Lightweight CNN-Based DDoS Detection for Resource-Constrained Edge Networks

Distributed Denial of Service (DDoS) attacks remain a persistent threat to the availability of Internet services, edge networks, and cyber-physical infrastructure. Although recent AI-security work has increasingly focused on foundation models, autonomous agents, and adversarial robustness, many operational defense tasks still require low-latency classification close to the network edge, where cloud-scale analysis may be too slow or expensive. This paper presents a lightweight supervised deep learning approach for DDoS detection using a convolutional neural network (CNN) trained on packet-flow representations derived from the CIC-DDoS2019 benchmark dataset. The proposed pipeline extracts packet flows from PCAP traffic, normalizes them to fixed-length representations, and classifies each flow as benign or malicious using a compact CNN architecture with convolution, dropout, pooling, and sigmoid classification layers.
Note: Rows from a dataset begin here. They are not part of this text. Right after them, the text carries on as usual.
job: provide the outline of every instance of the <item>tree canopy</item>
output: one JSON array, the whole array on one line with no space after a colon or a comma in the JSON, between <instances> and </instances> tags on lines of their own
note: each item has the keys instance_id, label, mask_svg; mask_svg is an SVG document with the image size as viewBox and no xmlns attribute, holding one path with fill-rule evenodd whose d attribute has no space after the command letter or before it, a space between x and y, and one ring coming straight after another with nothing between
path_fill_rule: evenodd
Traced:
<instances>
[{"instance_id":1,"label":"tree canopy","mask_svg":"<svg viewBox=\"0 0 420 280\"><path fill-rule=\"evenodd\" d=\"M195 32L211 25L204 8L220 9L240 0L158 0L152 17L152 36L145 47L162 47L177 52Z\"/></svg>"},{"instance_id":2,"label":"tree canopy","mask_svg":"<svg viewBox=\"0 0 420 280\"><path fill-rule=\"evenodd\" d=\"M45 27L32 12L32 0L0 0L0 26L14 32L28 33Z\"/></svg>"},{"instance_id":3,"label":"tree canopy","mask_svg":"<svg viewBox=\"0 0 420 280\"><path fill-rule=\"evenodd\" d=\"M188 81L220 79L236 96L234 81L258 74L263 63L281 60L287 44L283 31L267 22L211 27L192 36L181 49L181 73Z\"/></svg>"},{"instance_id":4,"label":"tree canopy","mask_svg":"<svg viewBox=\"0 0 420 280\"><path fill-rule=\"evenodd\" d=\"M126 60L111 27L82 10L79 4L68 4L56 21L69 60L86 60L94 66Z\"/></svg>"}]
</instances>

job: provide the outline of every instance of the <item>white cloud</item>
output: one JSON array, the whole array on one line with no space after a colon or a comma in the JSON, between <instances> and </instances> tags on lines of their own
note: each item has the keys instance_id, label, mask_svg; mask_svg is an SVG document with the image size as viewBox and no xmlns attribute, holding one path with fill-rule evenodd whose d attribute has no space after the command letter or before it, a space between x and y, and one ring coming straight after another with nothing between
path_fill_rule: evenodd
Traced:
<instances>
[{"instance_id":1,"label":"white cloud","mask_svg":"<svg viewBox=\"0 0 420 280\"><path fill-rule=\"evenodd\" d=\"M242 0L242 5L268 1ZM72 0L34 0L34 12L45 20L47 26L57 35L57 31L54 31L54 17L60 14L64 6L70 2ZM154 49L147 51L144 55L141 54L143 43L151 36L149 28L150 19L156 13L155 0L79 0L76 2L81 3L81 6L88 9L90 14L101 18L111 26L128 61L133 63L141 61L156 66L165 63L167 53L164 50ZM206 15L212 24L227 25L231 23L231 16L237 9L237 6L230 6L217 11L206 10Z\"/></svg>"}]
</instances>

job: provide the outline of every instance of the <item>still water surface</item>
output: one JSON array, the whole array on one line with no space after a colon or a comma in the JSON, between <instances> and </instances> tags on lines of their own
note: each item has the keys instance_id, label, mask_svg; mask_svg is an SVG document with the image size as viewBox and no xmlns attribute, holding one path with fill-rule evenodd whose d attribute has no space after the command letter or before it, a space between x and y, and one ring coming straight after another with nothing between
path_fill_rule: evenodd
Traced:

On a held-out test set of previously unseen flows, the model achieves 0.9883 accuracy, 0.9864 precision, 0.9784 recall, and 0.9824 F1 score, while processing the evaluated test flows in 0.28 seconds. These results suggest that compact neural models can provide useful early-warning signals for edge-oriented DDoS detection. We further discuss deployment constraints, benchmark limitations, and future directions for cross-dataset evaluation, hardware-aware profiling, and integration with mitigation pipelines.